It was a report to worry any network manager planning to leave systems unattended over Christmas. On December 21st, the anti-virus software company Network Associates announced it had discovered a new and extremely dangerous form of virus. One major company had suffered an attack in what it said was the first instance of "cyber-terrorism". "It has the potential to do more damage to a business than any virus we've ever seen," said Gene Hodges, Network Associates vice president. "This is the first virus we've ever seen that we think has the potential to grind operations to a halt in a major company."
Unlike most viruses, the new Remote Explorer does not depend directly on users opening an infected file or email message in order to spread. Instead, it moves across a Windows NT network stealthily by using the network administrator's privileges to install itself across the network.

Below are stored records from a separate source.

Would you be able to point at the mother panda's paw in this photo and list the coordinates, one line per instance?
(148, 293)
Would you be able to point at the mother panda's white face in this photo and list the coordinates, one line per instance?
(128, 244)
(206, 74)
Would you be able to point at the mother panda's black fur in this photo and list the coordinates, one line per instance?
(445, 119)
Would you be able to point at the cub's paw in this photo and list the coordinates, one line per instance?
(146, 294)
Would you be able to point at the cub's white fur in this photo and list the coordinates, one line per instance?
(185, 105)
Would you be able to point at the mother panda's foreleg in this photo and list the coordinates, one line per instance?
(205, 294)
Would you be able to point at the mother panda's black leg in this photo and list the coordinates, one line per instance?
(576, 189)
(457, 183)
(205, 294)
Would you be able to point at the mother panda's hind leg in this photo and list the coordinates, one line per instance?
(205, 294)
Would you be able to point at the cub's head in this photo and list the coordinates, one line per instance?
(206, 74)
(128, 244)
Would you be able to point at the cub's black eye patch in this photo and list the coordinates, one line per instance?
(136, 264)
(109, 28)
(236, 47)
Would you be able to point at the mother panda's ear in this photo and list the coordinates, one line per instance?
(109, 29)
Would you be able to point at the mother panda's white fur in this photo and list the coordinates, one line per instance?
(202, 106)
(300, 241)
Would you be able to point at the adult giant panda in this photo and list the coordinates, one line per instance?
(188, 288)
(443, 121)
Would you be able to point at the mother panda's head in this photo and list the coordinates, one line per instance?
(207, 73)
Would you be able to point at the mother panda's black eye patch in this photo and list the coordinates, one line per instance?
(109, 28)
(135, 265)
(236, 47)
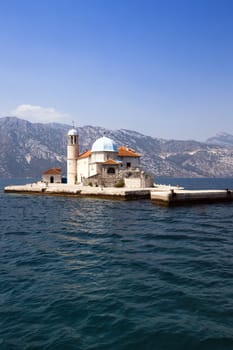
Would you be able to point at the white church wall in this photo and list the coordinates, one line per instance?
(83, 168)
(133, 161)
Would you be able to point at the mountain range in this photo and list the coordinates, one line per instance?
(28, 149)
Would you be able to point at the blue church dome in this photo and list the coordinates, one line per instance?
(104, 144)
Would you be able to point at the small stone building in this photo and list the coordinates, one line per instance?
(52, 175)
(105, 164)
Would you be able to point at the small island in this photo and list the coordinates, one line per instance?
(109, 171)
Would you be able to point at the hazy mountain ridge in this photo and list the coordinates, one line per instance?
(27, 149)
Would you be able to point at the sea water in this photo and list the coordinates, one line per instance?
(78, 273)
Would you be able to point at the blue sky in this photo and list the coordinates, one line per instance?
(160, 67)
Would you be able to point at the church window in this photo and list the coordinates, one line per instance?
(111, 171)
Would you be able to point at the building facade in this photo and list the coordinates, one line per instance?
(104, 165)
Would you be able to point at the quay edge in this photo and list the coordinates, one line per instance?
(80, 191)
(185, 197)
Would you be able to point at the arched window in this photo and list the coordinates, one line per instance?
(111, 171)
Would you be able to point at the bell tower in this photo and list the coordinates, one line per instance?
(72, 156)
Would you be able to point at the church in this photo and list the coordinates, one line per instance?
(105, 165)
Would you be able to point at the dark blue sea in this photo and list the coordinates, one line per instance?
(100, 274)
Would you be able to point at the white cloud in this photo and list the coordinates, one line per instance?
(40, 114)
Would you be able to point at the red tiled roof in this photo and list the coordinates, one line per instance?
(127, 152)
(84, 154)
(111, 162)
(52, 171)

The effect, or "payload", of the virus is to compress some files. Network Associates did not name the company which had been attacked but MCI WorldCom was quickly identified as the victim. According to an MCI spokesman, Jim Monroe: "It had no impact on our customers or our operations." He would not specify how widely the virus had spread nor how many computers it had affected.
In a warning bulletin, the US Computer Emergency Response Team (CERT) later said 50 NT servers had been affected. It also played down the overall significance of the new virus by pointing out that only one infestation had been confirmed. Network Associates quickly dropped the "cyber-terrorism" description of the virus attack after being accused of undue hype. However it rejected the charges of rival companies that it had been slow to share knowledge of Remote Explorer with other anti-virus companies.

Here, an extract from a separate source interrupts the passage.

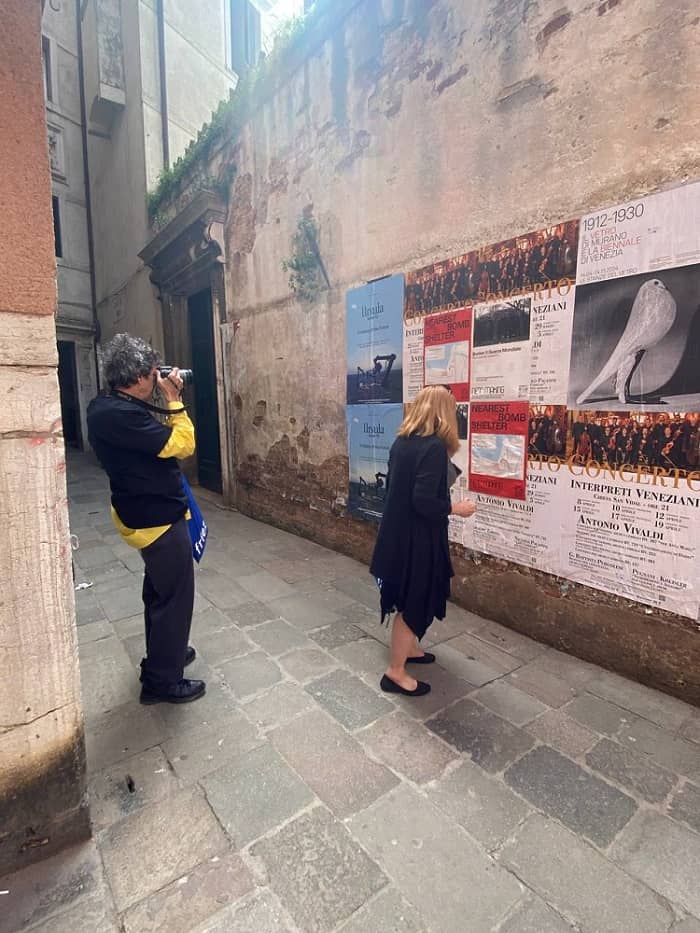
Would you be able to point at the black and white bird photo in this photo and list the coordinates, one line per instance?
(632, 342)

"We would share it with them immediately, so they should do the same," said Enrique Salem of Symantec, which competes with Network Associates in anti-virus products.
Network Associates said its first priority was to help its customers. "We put the code out there as soon as we could responsibly put it out there," said a spokeswoman.

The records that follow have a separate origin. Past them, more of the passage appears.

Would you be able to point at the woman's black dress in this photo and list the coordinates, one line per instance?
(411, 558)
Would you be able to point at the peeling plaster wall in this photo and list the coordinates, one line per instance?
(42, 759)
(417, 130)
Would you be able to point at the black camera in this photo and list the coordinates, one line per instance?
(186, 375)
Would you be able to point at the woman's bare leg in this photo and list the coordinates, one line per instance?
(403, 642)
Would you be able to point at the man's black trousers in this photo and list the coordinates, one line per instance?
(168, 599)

Meanwhile, a Russian-based security company has warned that the Russian economic downturn may result in an upsurge in hacking, software piracy and virus creation.
According to a spokesman for Aladdin Software Security: "By the end of this year only 50 per cent of Russian software companies will survive. What will the qualified personnel who have been thrown onto the streets do?"
The economic chaos means that demand for pirate software has grown rapidly. "They have put hacking on an industrial track," said Sergei Gruzdev, director of Aladdin Software Security, adding that huge amounts of money could be made from software piracy.